Selbstgefährdung als Trend?

jugendschutz.net konstatiert im Jahresbericht 2019 einen Anstieg selbtgefährdender Online-Inhalte um 77 Prozent. Im Bericht „Selbstgefährdung im Netz 2020“ finden sich neben Verstößen und Maßnahmen genauere Angaben zu den Dimensionen und Trends selbstgefährdender Inhalte im Netz.

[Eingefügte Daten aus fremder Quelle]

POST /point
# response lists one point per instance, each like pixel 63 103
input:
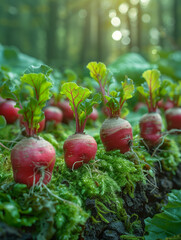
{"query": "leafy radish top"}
pixel 37 84
pixel 175 93
pixel 115 99
pixel 80 103
pixel 151 90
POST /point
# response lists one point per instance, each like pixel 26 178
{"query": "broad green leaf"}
pixel 98 71
pixel 143 90
pixel 152 79
pixel 70 75
pixel 2 122
pixel 40 85
pixel 86 106
pixel 127 90
pixel 168 222
pixel 75 94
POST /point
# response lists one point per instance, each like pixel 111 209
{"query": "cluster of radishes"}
pixel 33 158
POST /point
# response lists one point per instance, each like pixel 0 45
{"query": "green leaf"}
pixel 167 223
pixel 131 65
pixel 152 79
pixel 98 71
pixel 87 106
pixel 127 90
pixel 2 122
pixel 75 94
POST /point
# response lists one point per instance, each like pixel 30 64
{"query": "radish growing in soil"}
pixel 173 115
pixel 115 133
pixel 9 111
pixel 33 158
pixel 79 148
pixel 151 122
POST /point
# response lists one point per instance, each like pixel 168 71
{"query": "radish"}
pixel 79 148
pixel 33 158
pixel 53 114
pixel 151 123
pixel 115 132
pixel 94 114
pixel 173 115
pixel 9 111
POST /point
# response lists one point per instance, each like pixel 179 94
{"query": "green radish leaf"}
pixel 2 122
pixel 75 94
pixel 87 105
pixel 127 90
pixel 152 79
pixel 98 71
pixel 70 75
pixel 150 90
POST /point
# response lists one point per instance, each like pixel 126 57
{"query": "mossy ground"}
pixel 64 200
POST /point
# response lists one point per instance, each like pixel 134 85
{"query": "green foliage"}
pixel 131 65
pixel 150 89
pixel 115 98
pixel 168 222
pixel 2 122
pixel 79 102
pixel 16 61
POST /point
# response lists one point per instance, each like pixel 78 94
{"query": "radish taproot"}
pixel 33 158
pixel 79 148
pixel 115 132
pixel 151 123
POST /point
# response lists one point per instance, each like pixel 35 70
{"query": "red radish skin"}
pixel 173 118
pixel 8 110
pixel 116 133
pixel 53 114
pixel 41 124
pixel 94 115
pixel 150 129
pixel 28 157
pixel 79 149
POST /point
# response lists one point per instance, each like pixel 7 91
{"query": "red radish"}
pixel 151 123
pixel 53 114
pixel 150 129
pixel 94 114
pixel 68 114
pixel 79 149
pixel 115 133
pixel 31 159
pixel 8 110
pixel 173 118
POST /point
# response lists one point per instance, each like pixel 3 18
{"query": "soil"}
pixel 147 201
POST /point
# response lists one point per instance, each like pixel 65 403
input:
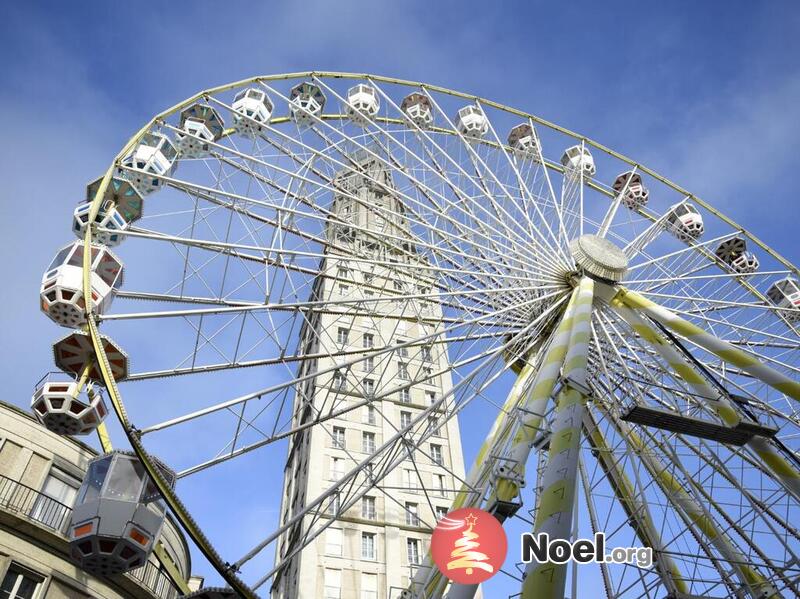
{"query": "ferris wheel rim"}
pixel 171 497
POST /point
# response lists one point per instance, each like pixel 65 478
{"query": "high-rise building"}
pixel 367 280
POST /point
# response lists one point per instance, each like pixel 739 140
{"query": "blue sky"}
pixel 704 92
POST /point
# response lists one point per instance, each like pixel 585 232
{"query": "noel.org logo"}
pixel 469 546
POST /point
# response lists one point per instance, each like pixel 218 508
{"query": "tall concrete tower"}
pixel 371 550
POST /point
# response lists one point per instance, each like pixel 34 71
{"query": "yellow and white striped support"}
pixel 634 507
pixel 788 476
pixel 558 484
pixel 532 409
pixel 533 405
pixel 727 352
pixel 695 512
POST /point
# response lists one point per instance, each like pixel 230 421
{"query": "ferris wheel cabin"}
pixel 118 514
pixel 733 253
pixel 523 142
pixel 471 122
pixel 61 292
pixel 153 158
pixel 636 194
pixel 306 103
pixel 200 124
pixel 252 110
pixel 61 407
pixel 362 104
pixel 121 205
pixel 417 107
pixel 577 160
pixel 685 222
pixel 785 294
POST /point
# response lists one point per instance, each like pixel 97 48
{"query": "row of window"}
pixel 411 480
pixel 368 384
pixel 368 446
pixel 369 547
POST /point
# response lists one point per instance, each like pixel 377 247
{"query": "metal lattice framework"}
pixel 220 275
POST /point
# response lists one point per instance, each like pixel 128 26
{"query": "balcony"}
pixel 36 507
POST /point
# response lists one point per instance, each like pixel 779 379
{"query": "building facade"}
pixel 366 277
pixel 40 473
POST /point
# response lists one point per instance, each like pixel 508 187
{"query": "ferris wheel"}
pixel 638 350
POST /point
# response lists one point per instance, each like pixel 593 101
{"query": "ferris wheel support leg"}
pixel 538 387
pixel 695 513
pixel 636 509
pixel 558 484
pixel 720 348
pixel 784 472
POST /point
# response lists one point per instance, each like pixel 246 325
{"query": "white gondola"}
pixel 471 122
pixel 685 222
pixel 118 514
pixel 362 104
pixel 417 107
pixel 636 194
pixel 306 102
pixel 524 142
pixel 200 124
pixel 785 294
pixel 122 204
pixel 733 252
pixel 61 293
pixel 62 408
pixel 577 160
pixel 252 110
pixel 153 157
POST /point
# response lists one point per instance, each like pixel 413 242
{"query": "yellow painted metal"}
pixel 640 519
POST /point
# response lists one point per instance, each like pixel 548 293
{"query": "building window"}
pixel 412 514
pixel 412 550
pixel 439 484
pixel 427 354
pixel 368 442
pixel 52 506
pixel 338 437
pixel 405 419
pixel 368 508
pixel 402 371
pixel 436 454
pixel 333 584
pixel 20 583
pixel 333 541
pixel 337 468
pixel 334 504
pixel 338 380
pixel 369 586
pixel 402 351
pixel 369 387
pixel 368 545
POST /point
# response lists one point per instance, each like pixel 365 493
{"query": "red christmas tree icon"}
pixel 464 554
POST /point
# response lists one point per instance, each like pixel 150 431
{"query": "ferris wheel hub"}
pixel 600 258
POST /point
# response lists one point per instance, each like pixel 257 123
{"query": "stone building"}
pixel 40 473
pixel 372 549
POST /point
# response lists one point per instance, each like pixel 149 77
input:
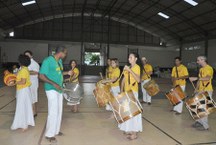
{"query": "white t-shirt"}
pixel 34 66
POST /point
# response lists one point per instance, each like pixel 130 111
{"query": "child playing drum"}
pixel 74 78
pixel 179 75
pixel 114 78
pixel 204 84
pixel 24 113
pixel 108 74
pixel 130 82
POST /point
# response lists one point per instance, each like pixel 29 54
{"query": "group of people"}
pixel 203 84
pixel 27 83
pixel 52 74
pixel 141 73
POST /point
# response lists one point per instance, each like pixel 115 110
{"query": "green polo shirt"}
pixel 53 70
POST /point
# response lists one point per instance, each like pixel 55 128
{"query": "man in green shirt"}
pixel 51 73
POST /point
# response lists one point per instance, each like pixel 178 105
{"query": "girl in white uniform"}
pixel 23 114
pixel 130 83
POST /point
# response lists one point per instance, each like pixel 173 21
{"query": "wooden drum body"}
pixel 175 95
pixel 102 94
pixel 125 106
pixel 151 88
pixel 200 105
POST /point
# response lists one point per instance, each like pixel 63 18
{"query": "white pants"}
pixel 134 124
pixel 115 91
pixel 146 96
pixel 55 107
pixel 178 108
pixel 34 90
pixel 204 120
pixel 23 114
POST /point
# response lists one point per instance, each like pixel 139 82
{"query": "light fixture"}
pixel 28 2
pixel 191 2
pixel 163 15
pixel 11 34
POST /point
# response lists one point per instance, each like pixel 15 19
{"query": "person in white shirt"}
pixel 34 69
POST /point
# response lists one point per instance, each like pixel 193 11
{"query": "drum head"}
pixel 73 92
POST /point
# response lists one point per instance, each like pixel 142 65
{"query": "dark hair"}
pixel 28 51
pixel 116 61
pixel 73 60
pixel 24 60
pixel 138 62
pixel 179 58
pixel 60 49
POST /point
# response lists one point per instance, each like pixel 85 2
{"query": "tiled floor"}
pixel 91 126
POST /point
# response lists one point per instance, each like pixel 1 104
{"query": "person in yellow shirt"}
pixel 114 76
pixel 109 68
pixel 179 76
pixel 108 74
pixel 146 77
pixel 24 113
pixel 130 82
pixel 204 84
pixel 113 80
pixel 74 78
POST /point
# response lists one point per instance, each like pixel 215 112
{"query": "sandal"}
pixel 132 137
pixel 60 134
pixel 51 139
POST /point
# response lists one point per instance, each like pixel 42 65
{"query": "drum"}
pixel 151 88
pixel 73 93
pixel 102 93
pixel 10 79
pixel 125 106
pixel 6 72
pixel 175 95
pixel 200 105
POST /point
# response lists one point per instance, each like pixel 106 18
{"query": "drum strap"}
pixel 203 82
pixel 58 64
pixel 146 72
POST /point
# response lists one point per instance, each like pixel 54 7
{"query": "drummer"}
pixel 74 78
pixel 109 68
pixel 108 73
pixel 146 77
pixel 204 83
pixel 130 83
pixel 179 76
pixel 114 76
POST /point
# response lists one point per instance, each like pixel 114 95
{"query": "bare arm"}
pixel 45 79
pixel 21 82
pixel 33 73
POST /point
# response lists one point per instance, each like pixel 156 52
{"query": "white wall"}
pixel 13 49
pixel 157 56
pixel 40 50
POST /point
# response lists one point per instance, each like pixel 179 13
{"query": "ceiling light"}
pixel 163 15
pixel 28 2
pixel 191 2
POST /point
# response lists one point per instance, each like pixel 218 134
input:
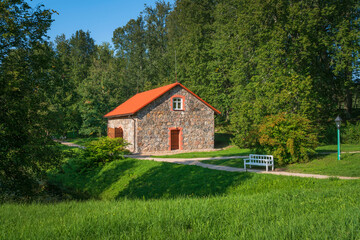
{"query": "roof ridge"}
pixel 140 100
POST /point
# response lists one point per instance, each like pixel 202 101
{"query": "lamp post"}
pixel 338 124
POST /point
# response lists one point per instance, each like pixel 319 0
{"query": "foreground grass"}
pixel 349 165
pixel 251 206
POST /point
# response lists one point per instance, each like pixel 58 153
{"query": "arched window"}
pixel 119 132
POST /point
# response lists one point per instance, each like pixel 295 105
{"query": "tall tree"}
pixel 27 83
pixel 101 91
pixel 129 43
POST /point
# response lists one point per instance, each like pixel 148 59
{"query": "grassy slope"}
pixel 188 202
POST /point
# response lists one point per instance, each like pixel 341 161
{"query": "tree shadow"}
pixel 222 140
pixel 103 177
pixel 174 180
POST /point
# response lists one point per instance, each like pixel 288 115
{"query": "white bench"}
pixel 259 160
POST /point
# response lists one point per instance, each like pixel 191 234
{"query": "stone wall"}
pixel 154 121
pixel 127 124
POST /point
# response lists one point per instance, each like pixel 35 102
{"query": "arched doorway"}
pixel 119 132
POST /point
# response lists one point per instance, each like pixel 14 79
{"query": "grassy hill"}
pixel 137 199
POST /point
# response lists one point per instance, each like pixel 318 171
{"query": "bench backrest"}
pixel 261 157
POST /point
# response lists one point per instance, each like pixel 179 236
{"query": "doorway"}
pixel 174 139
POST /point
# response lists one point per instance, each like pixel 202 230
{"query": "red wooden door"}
pixel 175 139
pixel 118 132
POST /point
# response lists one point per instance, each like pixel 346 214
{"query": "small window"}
pixel 177 104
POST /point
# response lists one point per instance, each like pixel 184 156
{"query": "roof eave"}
pixel 119 115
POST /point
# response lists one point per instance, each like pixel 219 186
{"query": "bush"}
pixel 289 138
pixel 351 133
pixel 105 150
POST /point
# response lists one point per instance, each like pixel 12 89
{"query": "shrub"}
pixel 105 150
pixel 289 138
pixel 351 133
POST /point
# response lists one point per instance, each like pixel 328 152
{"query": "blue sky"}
pixel 100 17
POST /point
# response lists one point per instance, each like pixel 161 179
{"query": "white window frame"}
pixel 177 104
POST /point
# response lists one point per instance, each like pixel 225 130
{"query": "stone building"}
pixel 164 119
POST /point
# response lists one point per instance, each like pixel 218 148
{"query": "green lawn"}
pixel 230 151
pixel 81 141
pixel 157 200
pixel 348 166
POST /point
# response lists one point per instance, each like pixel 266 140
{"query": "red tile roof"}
pixel 140 100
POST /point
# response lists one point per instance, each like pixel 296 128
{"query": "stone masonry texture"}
pixel 152 124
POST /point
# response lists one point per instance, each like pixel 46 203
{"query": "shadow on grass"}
pixel 222 140
pixel 173 180
pixel 84 183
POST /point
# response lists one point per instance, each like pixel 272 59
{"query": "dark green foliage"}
pixel 290 138
pixel 104 150
pixel 28 107
pixel 351 133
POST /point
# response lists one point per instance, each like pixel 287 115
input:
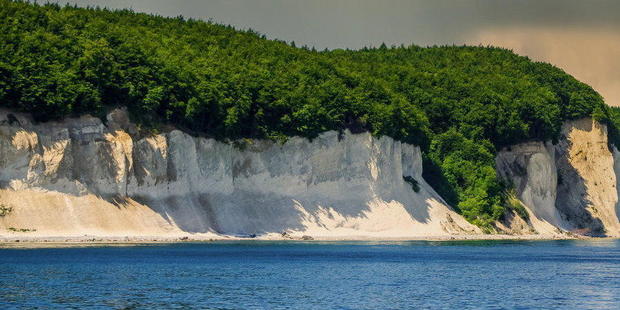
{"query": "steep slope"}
pixel 571 185
pixel 80 176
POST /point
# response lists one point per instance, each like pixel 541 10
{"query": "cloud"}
pixel 590 54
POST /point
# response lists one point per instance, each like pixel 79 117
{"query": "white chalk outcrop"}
pixel 81 177
pixel 571 185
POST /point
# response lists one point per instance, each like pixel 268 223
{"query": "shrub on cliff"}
pixel 459 103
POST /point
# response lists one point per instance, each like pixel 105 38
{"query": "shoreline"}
pixel 12 241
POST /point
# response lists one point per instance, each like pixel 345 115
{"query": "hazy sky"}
pixel 582 37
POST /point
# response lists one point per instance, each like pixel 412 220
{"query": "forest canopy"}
pixel 459 103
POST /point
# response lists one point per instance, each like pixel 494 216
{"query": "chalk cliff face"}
pixel 571 185
pixel 80 176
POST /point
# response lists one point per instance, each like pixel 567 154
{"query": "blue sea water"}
pixel 316 275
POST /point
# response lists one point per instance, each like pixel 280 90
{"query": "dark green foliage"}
pixel 413 182
pixel 460 104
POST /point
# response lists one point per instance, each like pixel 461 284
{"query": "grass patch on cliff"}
pixel 415 186
pixel 513 203
pixel 5 210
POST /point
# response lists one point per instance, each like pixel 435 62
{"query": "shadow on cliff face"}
pixel 247 214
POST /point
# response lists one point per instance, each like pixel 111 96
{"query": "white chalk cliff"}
pixel 570 186
pixel 81 177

Was tun bei gefährlichen Challenges?

Unterstützen Sie Kinder und Jugendliche dabei, die Risiken von Challenges zu erkennen und richtig zu bewerten:

  • Bleiben Sie im regelmäßigen Austausch mit Kindern und Jugendlichen, um zu erfahren, welche Mutproben aktuell angesagt sind.
  • Besprechen Sie, dass unter riskanten Challenges auch viele Fakes kursieren. Ermutigen Sie Kinder und Jugendliche, die gezeigten Handlungen kritisch zu hinterfragen.
  • Bestärken Sie Kinder und Jugendliche darin, sich und andere nicht in Gefahr zu bringen und bei Aufforderungen dem Gruppendruck nicht nachzugeben.
  • Vermitteln Sie, dass das Weiterverbreiten von gefährlichen Challenges andere gefährden kann.
  • Informieren Sie andere Eltern und die Klassenleitung, wenn im Freundeskreis oder in der Schule gefährliche Challenges im Umlauf sind.
  • Selbstgefährdende Internet-Challenges sollten bei internet-beschwerdestelle.de oder jugendschutz.net sowie der entsprechenden Online-Plattform gemeldet werden
  • Warnen Sie nicht, indem sie die gefährlichen Challenges posten oder teilen. Das kann dazu führen, dass die Challenges weiter verbreitet werden.
  • Verurteilen Sie Challenges nicht pauschal und helfen Sie interessierten Kindern und Jugendlichen dabei, sichere Challenges zu finden.

Beratungsstellen für Hilfesuchende

  • Nummer gegen Kummer e. V. bietet anonyme und kostenfreie telefonische Beratung für Kinder, Jugendliche und Eltern an.
    Kinder- und Jugendtelefon Tel.: 116 111, Mo. bis Sa. von 14 – 20 Uhr sowie Mo., Mi. und Do. von 10 - 12 Uhr
    Elterntelefon Tel.: 0800 – 111 0 550, Mo. bis Fr. von 9 – 17 Uhr sowie Di. und Do. von 17 – 19 Uhr
  • jugend.support ist ein Rat- und Hilfeangebot für Kinder ab 12 Jahren und Jugendliche. Auf der Webseite gibt es einen speziellen Themenbereich Challenges & Mutproben in dem man Tipps und Hilfsangebote finden kann.
  • JUUUPORT ist eine bundesweite Beratungsplattform, auf der sich Jugendliche gegenseitig helfen, wenn sie Probleme im oder mit dem Internet haben. Ob Cybermobbing, Abzocke, Datensicherheit oder Technik – zu allen Web-Themen können Jugendliche auf www.juuuport.de Fragen stellen.